How do you find resolution?

By now you might have heard that healthy couples argue. Arguments do not mean that a relationship is failing but can in fact be something that brings couples together. How does an argument actually bring two people together? Isn’t conflict normally a bad thing? That depends on how it is handled and in your experience with conflict. Conflict represents interests, thoughts, values and opinions that seem to not align. Considering that no two people are exactly the same, then it can be expected that most people will experience conflict at some point with a loved one.


Conflict often represents an opportunity to learn more about each other and to find compromises in which both of you can feel heard or seen in your dynamic together. However, when fights become emotionally elevated and a little nasty, that same conflict can leave scars. Even more when the conflict has been avoided, discussions have not seen their end and resolution has never been found, resentment creeps in. You can think of resentment as those loose negative thoughts you have about your partner in the dark corners of your mind. About how they “never make space for you”, “care more about their silly little image than they do about actually showing up for you” or you wish they would “just stop pretending everything is fine when clearly it isn’t”.


So, what is resolution and how does one find it?

Resolution is not one formula or singular action you can take. It depends on the nature of your discussion and what you are looking for from the conversation. Resolution is more heavily dependent on what you need to feel settled than it does on some prescribed notion of making amends. Finding resolution in an argument actually requires that you also have a sense of what it is that you are looking for from the argument. As always this comes back to my favourite topic of self-awareness. You have to acknowledge the emotional experience you are having and also identify what it is that would make you feel more centred.


For example, if your partner made a shitty comment about your appearance that really hurt, resolution would be focused on acknowledgement and probably an expression of remorse at causing you pain. However, if your partner was negligent and destroyed something very dear to you, resolution might actually require restitution or some token or gesture that equalizes the experience. Further still, if you believe your partner is a social butterfly filling your every weekend with activities you find draining and you raise this to them, resolution would be focused on seeking a compromise. A compromise that is focused on honouring what each of you values most and finding creative ways to offer that to each other.

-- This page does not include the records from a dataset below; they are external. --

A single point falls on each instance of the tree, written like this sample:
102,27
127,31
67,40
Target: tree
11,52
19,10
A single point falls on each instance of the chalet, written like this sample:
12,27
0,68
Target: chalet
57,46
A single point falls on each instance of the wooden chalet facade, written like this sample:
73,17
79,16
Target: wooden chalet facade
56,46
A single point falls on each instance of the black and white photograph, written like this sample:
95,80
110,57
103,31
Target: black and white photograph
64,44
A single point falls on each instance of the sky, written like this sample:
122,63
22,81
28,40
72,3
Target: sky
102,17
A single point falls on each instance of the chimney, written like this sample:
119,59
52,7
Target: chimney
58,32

You can see that resolution may vary from a simple acknowledgement to the complexity of honouring each other’s values and personalities.

 

How do you know when resolution has been reached?

A good indicator is knowing that you have covered everything you needed to cover in the conversation. A poor indicator is your emotional experience. Let me explain. Sometimes after having a long and productive discussion that encompasses recognition and even an action plan, you might still feel frustrated or sad or some other uncomfortable feeling. That does not mean you need to keep talking about it. It can take longer for the uncomfortable feeling to move through you than it does to have the discussion and agree to move on. You may need a little more time, perhaps you need to start focusing on a different task or activity. The key thing to remember is that residual frustration does not necessarily mean the discussion needs to continue.

girl with umbrella walking away

Try taking some time apart first and then ask yourself:

  • Was there something we did not touch on that I still want to hear their thoughts on?

  • How would bringing this up help us understand each other better in a way we have not already discussed?

  • What is something that I think my partner can say or do that is missing?


Upon reflection you might realize there is something you missed before. That’s ok, find an opportunity to gently raise it. However, if bringing it up again serves no purpose other than to vent, you might need to focus more on emotional processing and components of building trust long-term.

 

Why is resolution important?

Resolution is a critical component of healthy arguments. By its very nature, for conflict to be constructive it would allow you to express yourself, learn something about each other, make amends or find a better way of honouring each other in the relationship. The Zeigarnik Effect establishes that not addressing a task and leaving it unfinished, allows it to linger in your mind longer. This is likely due to the cognitive tension associated with it not being completed, closed out or resolved. In the context of a relationship, leaving discussions unresolved or unaddressed can create an environment where your partner is holding on to the difficult moments. If you belonged to the camp of people that hoped by ignoring it, they would forget it, chances are, it is having the opposite effect.